Rep. Rob Bishop, a Utah Republican and now the running mate of gubernatorial hopeful Thomas Wright, spent time working with federal officials to get flights out for Latter-day Saint missionaries, including several in African countries where it wasn’t easy to get to them, according to his office.

And there was a joint effort by Sens. Mike Lee and Mitt Romney to get a Utahn out of the epicenter of the coronavirus outbreak, a mother who had already lost a family member to the SARS outbreak in the early 2000s.

Stuck in Wuhan

Provo resident Jiahui Salisbury had flown to Wuhan, China, to visit her father for Chinese New Year on Jan. 20, just as news about the virus was breaking.

“When I got there, they announced they were going to lock down the whole city,” Salisbury says. “It’d never happened before.”

She thought she could ride it out there, but then it became clear the virus was incredibly contagious and more deadly than some flu bug.
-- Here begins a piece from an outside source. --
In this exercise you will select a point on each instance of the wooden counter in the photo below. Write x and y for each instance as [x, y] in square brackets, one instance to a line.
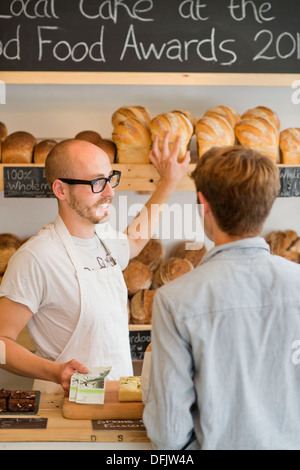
[62, 430]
“By the time I realize I needed to come home, they still have no flights back,” she says. “So I was stuck there.”

With three college students back in Utah and a disabled son needing care, Salisbury reached out for help.

Lee and Romney, in an unusual agreement but one they say works well, share staffers who work on requests from constituents.

Salisbury says the staff talked to the U.S. Consulate in Wuhan and her family and helped her get on an emergency flight out. Only she wasn’t able to get to the plane because of the city’s lockdown.

For the second flight that got her out, the senators’ offices had worked with the embassy to make sure her name was on an approved list to travel.

“They got me permission to get out of the house,” she recalls. “So we are able to get to the airport. A lot of people weren’t able to get to the airport. Some people missed the flight. So they [the senators’ staffers] worked so hard.”

Lee and Romney note they’ve helped constituents get back to America from a host of countries around the world and resolve bureaucratic or paperwork issues during the pandemic.

“Working around the clock with relevant federal agencies, the Romney-Lee team has assisted hundreds of Utahns and their loved ones return home safely,” says Romney spokeswoman Arielle Mueller. “In addition to continuing to help Utahns resolve problems with issues like Medicare and Medicaid, the team has assisted folks who have been laid off in filing for unemployment insurance and helped local businesses apply for the Paycheck Protection Program so they can retain their employees and keep their doors open.”